Владимир Бабурин: Леонид Александрович, тема действительно очень трудная, потому что война, на самом деле, находится за пределами человеческих понятий о добре и зле, просто вот за пределами. Я, наверное, достаточно остро это чувствую, потому что мой отец участвовал в войне, а потом мне, как журналисту, пришлось освещать несколько военных конфликтов. Вот ваша позиция, ваша оценка как психолога вот этого понятия добра и зла на войне.



Леонид Китаев-Смык: И этого феномена – война.



Владимир Бабурин: Да.



Леонид Китаев-Смык: Вы и правы, и неправы. За пределами человеческих понятий, но тех людей, мне кажется, которые не на войне, которые в мирной жизни. Для человека, живущего обычной мирной жизнью, мораль войны, поступки на войне, геройство на войне, может быть, не только не понятно, но даже неприемлемо подчас. Война – это совершенно такое особое состояние человеческой души, и этические, моральные оценки там совершенно другие. На войне человек выполняет свой долг, если это солдат, защищает свою родину, если это местный житель, и у каждого из них есть своя правда, человеческая, личная правда, и он за эту правду честно борется, честно сражается, честно делает себя настоящим человеком. И вот эти нормы, которые там, они с позиции обычного, мирного жизнью живущего человека могут быть совершенно непонятны. Более того, может казаться героизм злодейством. Хотя и злодейство не минут войну, такое, которое и для мирного и для военного времени может быть злодейством, - это продажа своих друзей, это продажа оружия врагам, предположим. Такие случаи на войнах бывают, потому что есть такие люди, которые не только далеки от героизма, но хуже, чем предатели.
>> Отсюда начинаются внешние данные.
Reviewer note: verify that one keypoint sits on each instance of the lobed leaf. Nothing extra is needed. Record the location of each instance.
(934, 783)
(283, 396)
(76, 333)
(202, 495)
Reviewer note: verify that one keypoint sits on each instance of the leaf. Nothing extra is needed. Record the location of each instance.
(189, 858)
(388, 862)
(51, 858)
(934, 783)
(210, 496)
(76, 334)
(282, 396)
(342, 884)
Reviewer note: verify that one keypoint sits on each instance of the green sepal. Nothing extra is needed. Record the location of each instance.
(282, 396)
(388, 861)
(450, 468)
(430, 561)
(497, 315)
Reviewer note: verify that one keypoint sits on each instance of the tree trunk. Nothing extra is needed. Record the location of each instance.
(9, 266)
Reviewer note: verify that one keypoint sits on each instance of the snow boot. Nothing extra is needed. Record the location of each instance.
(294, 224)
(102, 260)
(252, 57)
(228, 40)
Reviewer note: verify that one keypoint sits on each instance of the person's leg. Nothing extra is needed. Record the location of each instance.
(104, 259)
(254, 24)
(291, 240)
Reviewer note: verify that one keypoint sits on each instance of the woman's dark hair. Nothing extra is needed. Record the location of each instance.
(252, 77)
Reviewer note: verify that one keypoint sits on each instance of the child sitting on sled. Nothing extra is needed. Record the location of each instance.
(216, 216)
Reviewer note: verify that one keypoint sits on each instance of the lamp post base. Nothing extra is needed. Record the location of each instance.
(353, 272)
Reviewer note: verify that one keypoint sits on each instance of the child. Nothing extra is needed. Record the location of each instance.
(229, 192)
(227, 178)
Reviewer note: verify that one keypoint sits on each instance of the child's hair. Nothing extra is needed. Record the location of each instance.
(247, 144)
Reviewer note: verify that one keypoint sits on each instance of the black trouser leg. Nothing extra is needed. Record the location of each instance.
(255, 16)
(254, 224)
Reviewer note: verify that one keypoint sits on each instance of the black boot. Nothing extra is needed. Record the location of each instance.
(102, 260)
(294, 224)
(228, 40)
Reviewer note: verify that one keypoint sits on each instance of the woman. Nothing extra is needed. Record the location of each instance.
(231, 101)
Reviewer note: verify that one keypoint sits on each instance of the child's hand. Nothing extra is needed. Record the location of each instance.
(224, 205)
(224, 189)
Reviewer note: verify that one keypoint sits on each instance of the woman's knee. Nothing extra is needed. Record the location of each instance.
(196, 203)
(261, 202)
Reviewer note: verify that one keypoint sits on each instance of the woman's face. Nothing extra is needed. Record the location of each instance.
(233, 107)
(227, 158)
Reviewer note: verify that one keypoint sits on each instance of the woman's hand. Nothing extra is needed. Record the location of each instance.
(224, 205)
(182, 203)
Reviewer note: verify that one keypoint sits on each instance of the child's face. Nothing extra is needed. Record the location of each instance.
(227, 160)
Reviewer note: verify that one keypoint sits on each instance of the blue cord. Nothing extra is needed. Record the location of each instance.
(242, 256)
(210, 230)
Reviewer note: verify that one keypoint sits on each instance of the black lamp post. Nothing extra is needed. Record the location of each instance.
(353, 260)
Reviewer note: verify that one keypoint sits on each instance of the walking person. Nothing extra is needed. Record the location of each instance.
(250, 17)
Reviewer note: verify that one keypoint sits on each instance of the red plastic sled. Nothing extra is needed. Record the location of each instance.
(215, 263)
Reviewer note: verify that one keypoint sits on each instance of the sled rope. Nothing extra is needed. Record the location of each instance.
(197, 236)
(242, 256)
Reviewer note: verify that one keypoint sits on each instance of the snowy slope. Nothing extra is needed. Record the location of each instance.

Я хотел бы обратить внимание вот на что. И все, что я говорю, я просил бы Валерия меня перебивать при необходимости и поправлять. Я хотел бы обратить внимание, ведь афганская война, она для большинства, если не для всех жителей Советского Союза, за исключением тех, кто был родственниками воюющих, она была тайная война. Тайно привозили, тайно хоронили. Я вот помню, что мои друзья, которые там были, на этой войне, и погибли на этой войне, на их могилах не было написано, где они погибли, геройство умалчивалось. Это же было чрезвычайной психической травмой для людей, выполнявших свой долг, героически сражавшихся, жертвовавших жизнью, потерявших близких, друзей на войне, вернувшихся обратно – и вдруг не признаваемых. И тайной было даже то, что они воевали и были героями.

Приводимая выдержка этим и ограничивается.